Мы молчали, пока шли к моей машине. Это была не неловкая тишина, с которой мы имели дело раньше, но было больше похоже на то, что никто из нас не знал, что сказать, потому что мы понятия не имели, когда увидимся снова. Он жил в Орегоне, и я не знала, как долго тот будет навещать меня, но следующие шесть дней мне придется работать, и я никак не могла найти время, чтобы он встретился с Эттой. К тому времени, как я каждый день возвращалась с работы домой, мы с Эттой были совершенно вымотаны.
– Спасибо, что позволила мне увидеться с ней, - сказал
– Действительно, спасибо.
– Конечно, - ответила я с легкой улыбкой. Как бы ни хотела держать Этту при себе и бояться того, что может означать появление семьи Харрис в ее жизни, я не была монстром.
– Итак, я свяжусь с тобой по поводу визитов и прочего?
– Звучит отлично.
– Я кивнула. Но в глубине души знала, что всегда могу отменить их, если понадобится, особенно когда они живут в другом штате.
– Было действительно приятно встретить тебя… снова.
– И мне, - ответила я, и я была серьезна.
Одно неловкое объятие спустя, я села в машину и поехала домой. Это был такой странный день, мои эмоции вышли из-под контроля. Мне не терпелось вернуться домой, чтобы я могла свернуться клубочком с чашкой кофе и попытаться осознать влияние, которое семья Харрис могла оказать на нашу жизнь.
* * *
Поздно вечером, завернувшись в одеяло на диване, я смотрела телевизор, когда мой телефон дзинькнул с оповещением о новом сообщении. Мои глаза расширились, когда на экране появилось имя Тревора.
Тревор: Я хотел еще раз поблагодарить тебя за сегодняшний день. Даже не могу объяснить, каково было увидеть немного Генри в Этте.
Я улыбнулась и проглотила ком в горле. Потому что понимала, что чувствовал Тревор. Мне приходилось каждый день смотреть на маленькую копию лица Генри. Я была уверена, что в какой-то момент не буду думать о нем так часто, как думала, но сейчас было трудно игнорировать их сходство.
Мы с Генри не были близки. К нему было невозможно подобраться, и я никогда особо не старалась. Наши отношения, если не сказать лучшего слова, были не чем иным, как способом выпустить пар. Мы тусовались пару месяцев, обычно с группой его друзей, и чаще всего к концу ночи оказывались вместе голыми. С Генри было очень весело, но даже если бы я искала свою вечность, то уже знала, что он не тот, с кем мне хотелось бы быть в долгосрочной перспективе.

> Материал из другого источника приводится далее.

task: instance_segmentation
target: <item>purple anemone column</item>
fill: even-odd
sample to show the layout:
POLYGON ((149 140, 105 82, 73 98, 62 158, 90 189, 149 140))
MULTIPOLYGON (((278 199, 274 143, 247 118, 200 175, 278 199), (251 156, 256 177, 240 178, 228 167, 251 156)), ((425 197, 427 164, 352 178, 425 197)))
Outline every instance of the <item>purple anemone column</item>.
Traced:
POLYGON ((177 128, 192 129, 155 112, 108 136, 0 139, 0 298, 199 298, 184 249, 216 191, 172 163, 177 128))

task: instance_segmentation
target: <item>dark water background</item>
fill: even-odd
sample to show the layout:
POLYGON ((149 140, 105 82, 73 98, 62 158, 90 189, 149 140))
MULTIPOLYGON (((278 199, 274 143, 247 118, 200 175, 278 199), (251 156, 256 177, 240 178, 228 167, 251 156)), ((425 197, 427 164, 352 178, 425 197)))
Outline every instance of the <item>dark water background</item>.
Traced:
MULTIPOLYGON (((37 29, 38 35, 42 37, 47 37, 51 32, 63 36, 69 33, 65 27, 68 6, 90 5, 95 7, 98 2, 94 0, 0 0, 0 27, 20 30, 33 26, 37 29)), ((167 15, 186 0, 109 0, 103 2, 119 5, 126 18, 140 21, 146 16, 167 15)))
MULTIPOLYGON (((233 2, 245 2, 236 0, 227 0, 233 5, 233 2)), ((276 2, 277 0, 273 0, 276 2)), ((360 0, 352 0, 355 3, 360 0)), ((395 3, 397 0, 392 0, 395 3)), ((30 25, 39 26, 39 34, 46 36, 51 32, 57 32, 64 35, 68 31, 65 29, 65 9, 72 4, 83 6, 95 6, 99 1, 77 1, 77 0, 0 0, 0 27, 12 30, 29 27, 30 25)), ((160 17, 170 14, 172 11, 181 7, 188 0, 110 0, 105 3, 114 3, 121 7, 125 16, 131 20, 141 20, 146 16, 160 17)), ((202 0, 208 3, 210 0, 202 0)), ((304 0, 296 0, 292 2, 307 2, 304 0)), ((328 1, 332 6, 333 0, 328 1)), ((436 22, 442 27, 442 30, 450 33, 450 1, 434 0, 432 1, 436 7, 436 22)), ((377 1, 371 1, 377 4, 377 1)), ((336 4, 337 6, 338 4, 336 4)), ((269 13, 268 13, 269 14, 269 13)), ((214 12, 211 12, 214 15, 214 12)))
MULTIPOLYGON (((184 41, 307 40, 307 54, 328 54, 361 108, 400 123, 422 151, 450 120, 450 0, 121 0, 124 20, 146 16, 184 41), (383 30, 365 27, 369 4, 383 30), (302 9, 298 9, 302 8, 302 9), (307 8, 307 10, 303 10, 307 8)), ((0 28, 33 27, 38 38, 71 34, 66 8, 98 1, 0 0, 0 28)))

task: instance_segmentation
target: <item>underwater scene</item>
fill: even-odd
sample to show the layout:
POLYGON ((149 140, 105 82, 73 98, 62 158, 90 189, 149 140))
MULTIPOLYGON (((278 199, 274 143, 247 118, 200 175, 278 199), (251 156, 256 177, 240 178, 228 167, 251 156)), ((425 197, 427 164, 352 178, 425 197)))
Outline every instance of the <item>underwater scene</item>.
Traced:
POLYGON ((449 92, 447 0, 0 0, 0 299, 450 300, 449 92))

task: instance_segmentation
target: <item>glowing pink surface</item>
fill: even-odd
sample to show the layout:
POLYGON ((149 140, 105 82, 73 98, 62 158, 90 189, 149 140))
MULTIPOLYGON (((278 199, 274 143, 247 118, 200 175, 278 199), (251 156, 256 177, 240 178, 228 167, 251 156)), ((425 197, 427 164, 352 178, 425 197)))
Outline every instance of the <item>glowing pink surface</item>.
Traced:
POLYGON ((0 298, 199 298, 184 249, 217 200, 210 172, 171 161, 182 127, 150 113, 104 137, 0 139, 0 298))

Однако он был хорошим парнем, и я считала его другом, даже после того, как тот дал понять, что не может быть отцом Этты. У этого парня было много проблем, которые он хорошо скрывал от мира, и я не могла винить его за это. Поэтому я сказала себе, что у всех нас есть вещи, с которыми мы пытаемся справиться как можно лучше. Никто не был идеальным, особенно я.
Я нажала на сообщение и села, положив большие пальцы на экран телефона, не зная, как мне ответить.
Морган: Пожалуйста. Я рада, что у Этты есть семья, которая хочет ее узнать. Я нервничала из-за всего этого.
Его ответ был почти мгновенным.
Тревор: Нервничала?
Как мне объяснить все страхи, которые преследовали меня с тех пор, как родилась Этта? Часть меня почувствовала облегчение, когда Генри решил полностью дистанцироваться от нас. Я беспокоилась о том, что Этта подумает о его решении, когда станет старше, но также чувствовала утешение, зная, что она полностью моя. И была уверена, что это сделало меня ужасным человеком, но ничего не могла с собой поделать.